An appropriate addition to your selection of firearms should be a black powder (BP) revolver and longarm.
Many very fine guns of these types are sold all over the U.S. and so detailing the good and bad of each is probably beyond the scope of this commentary. Many prefer their own experience in the area when choosing a good BP firearm, and so I will not try to express my own biases here. What counts is having them.
In terms of mobility, pre-cast bullets would be the best bet. In terms of a permanent site, storage of raw lead is perfectly fine (since it never goes bad!).
Quality casting equipment [for lead bullets] helps as does some experience in that area – like anything there is a learning curve which in this case allows for a quick level of expertise derived from having a good time learning. Errors in casting bullets can be re-cast allowing for very cost effective on the job training. Lead essentially becomes the ultimate recyclable material – very little wastage. Recovering bullets from a day’s shooting of your cartridge firearms simply adds to your supply of lead for either your BP or conventional cartridge firearm (assuming that you reload).
Ruger’s products are very well respected – the Old Army is perhaps the best choice in BP revolvers, Colt’s BP series is also an excellent choice (though more pricey). Kit guns can be fun to assemble, but normally require some amount of hand-work to fine-tune. Italian-made BP revolvers by Uberti, or Navy Arms are good choices too.
Personally, I would not buy a Walker-sized revolver simply because of the weight issue. Colt’s Army, or Ruger’s Old Army are well-balanced and handy.

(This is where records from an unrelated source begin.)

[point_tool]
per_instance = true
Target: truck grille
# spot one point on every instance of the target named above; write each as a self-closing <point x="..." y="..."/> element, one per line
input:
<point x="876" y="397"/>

Browning’s discontinued Mountain rifle was an excellent product and pretty collectible. One should track one of these down if you can find one for sale. But like the revolvers mentioned above, the Browning Mountain rifle is not the only great BP rifle available. Kit rifles can be excellent choices too. Aside from being an adult, Federal regulations are very liberal. It is well-worth your investigation of State and Local regulations though, to be sure of you area’s laws.
Calibers do not matter much past knowing what you need your firearm to do. BP hunting journals are excellent sources for this information, while there are typically many books published on the subject available in larger gun stores. Finding a copy of the Foxfire book that deals with making BP wouldn’t hurt, but read as much as you can.[JWR Adds: He is referring to Foxfire Volume 5: Iron making, Blacksmithing, Flintlock Rifles, Bear Hunting…]
Making BP is something I cannot comment on as I have not made it myself. You would be best advised to learn such an art VERY cautiously for two good reasons. Poor BP makes for poor performance, and mishandled BP – poor or good – can be volatile. Learning from BP enthusiasts is a good start, though most will probably tell you to opt for factory made powders.
There is no great mystery to BP grain sizes – though archaic the grains sizes used in most rifles or revolvers is FFFG – you can work with different grain sizes but the largest size is really not going to be an option.
Simply put, any well-stocked retreat should have BP arms, just like it should have a good hunting bow.
For hunting in some areas, the BP seasons are run longer and earlier. Using them conserves your precious cartridge supply. There is no need to worry about “reloading” cartridges cases that soon split, or complicating your life with re-loading equipment. – Falsemuzzle
JWR Replies: I agree that BP guns do have a place in survival planning. However, if someone’s main goal is getting guns that are outside of Federal jurisdiction (with no purchase paperwork required in most locales), from a practical standpoint they are better off buying pre-1899 cartridge guns from the 1890s, such as the Mausers and the S&W top break revolvers that are sold by dealers such as The Pre-1899 Specialist. If, in contrast, the intent is to have guns that will remain useful in the event of a multi-generational societal collapse, them BP guns make a lot of sense. Lead for bullet/ball casting can be stored in quantity, and even salvaged wheel weights or battery plate lead could be substituted. Black powder and percussion caps could conceivably be “home brewed”–although there are some serious safety considerations.
BP arms have lower velocity and hence less stopping power than modern smokeless powder cartridge guns. However, they can still be fairly reliable stoppers. I would NOT want to be a burglar confronted by a homeowner that is holding a pair of Ruger Old Army .44 percussion cap revolvers! OBTW, since black powder is inherently corrosive, I recommend buying stainless steel guns whenever possible. So make that a pair of stainless steel Ruger Old Army .44 percussion cap revolvers.
If you ever envision BP guns being pressed into service for self-defense, then get models that optimize fast follow-up shots and fast reloading. For example, consider the the Kodiak brand double rifle. Some brands of BP revolvers have cylinders that are relatively quick to change. For those, it makes sense to buy two or three spare cylinders for each gun that can be kept loaded. Of course be sure to have each gun tested with all of the cylinders to make sure that they all function and “register” correctly.